Expertise: Higher-education leadership | Faculty governance and culture |  Academic workplace | Teaching and curriculum | Graduate students

Background: Sara Hebel has worked as a reporter and editor at The Chronicle of Higher Education since 1999. As editor of the Profession section, she oversees The Chronicle's coverage of faculty and administrators, including stories about leadership, executive pay, workplace issues, teaching, faculty culture, and graduate education.

Previously, she served as The Chronicle's politics editor, directing coverage of the Bush and Obama administrations, Congress, and state governments.

Before becoming an editor, Hebel was a reporter for The Chronicle, covering state and federal public-policy debates related to college preparation, access, cost, and accountability, as well as public-university governance and finance.

Hebel has served as an expert on higher-education policy and politics at national meetings of higher-education groups and at national forums.

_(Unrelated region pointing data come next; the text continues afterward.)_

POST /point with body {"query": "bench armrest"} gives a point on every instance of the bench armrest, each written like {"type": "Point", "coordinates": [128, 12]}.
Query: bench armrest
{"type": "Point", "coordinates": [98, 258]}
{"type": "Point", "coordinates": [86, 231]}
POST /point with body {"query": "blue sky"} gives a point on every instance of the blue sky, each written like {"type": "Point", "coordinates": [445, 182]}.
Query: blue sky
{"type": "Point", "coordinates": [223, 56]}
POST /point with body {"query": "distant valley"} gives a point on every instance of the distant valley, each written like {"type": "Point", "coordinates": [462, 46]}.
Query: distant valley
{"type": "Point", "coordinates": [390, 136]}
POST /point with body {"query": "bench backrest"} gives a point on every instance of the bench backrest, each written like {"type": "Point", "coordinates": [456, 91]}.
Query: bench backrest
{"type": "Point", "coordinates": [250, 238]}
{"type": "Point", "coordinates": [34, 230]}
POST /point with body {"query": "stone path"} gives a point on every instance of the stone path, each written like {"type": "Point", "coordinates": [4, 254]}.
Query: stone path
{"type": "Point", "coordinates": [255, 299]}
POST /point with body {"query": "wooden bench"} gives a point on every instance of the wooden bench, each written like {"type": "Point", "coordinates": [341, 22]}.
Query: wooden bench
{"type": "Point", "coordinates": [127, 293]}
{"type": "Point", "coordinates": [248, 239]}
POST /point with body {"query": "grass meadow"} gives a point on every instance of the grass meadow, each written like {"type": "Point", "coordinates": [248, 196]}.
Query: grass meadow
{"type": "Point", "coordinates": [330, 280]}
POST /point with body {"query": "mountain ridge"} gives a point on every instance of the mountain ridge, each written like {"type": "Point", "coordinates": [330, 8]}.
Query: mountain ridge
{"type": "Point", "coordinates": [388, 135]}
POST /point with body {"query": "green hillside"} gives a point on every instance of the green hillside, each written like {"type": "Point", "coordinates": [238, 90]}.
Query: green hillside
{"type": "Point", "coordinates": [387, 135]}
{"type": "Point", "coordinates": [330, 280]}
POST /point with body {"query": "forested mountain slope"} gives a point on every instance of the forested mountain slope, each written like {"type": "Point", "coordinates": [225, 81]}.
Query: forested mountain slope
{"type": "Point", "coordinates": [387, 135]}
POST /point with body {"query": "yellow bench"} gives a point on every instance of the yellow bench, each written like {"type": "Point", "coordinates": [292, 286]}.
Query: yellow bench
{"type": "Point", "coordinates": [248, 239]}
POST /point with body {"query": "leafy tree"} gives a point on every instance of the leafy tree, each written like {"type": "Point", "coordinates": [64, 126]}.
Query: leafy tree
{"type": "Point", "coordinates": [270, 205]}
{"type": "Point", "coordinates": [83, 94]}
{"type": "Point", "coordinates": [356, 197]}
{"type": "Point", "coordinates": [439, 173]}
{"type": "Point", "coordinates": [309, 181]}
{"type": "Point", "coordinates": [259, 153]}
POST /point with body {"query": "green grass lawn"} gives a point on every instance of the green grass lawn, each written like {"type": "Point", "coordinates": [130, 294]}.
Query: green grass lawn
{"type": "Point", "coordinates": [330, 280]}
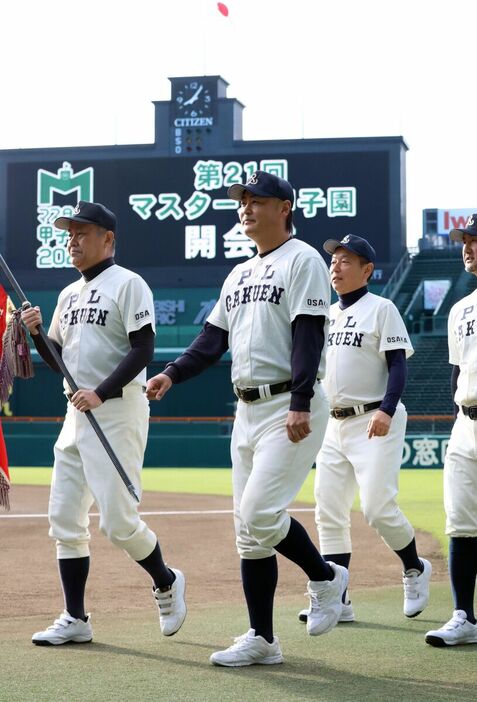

Before joining The Chronicle, she covered Congress and national politics for Legi-Slate, an online news service affiliated with the Washington Post Company (1995 to 1998).

She earned bachelor’s and master’s degrees in journalism from Northwestern University.

Honors: National Award for Education Reporting, first place in trade-publication category, Education Writers Association, for a team report, “What College Presidents Think,” 2006 | National Award for Education Reporting, special citation in trade-publication category for a team report, “The Hard Birth of a Research University,” 2006.

Media appearances: Hebel’s radio interviews include those on CBS News Radio, The Kojo Nnamdi Show (produced by WAMU, Washington, D.C.’s public-radio affiliate), and National Public Radio’s Here and Now (produced by WBUR, Boston’s public-radio affiliate). She was a featured guest on Chicago’s Public Broadcasting’s “A Promise in Jeopardy,” a two-hour forum in October 2008 about the presidential candidates’ stand on community-college issues, which was broadcast live on public-radio stations across the country.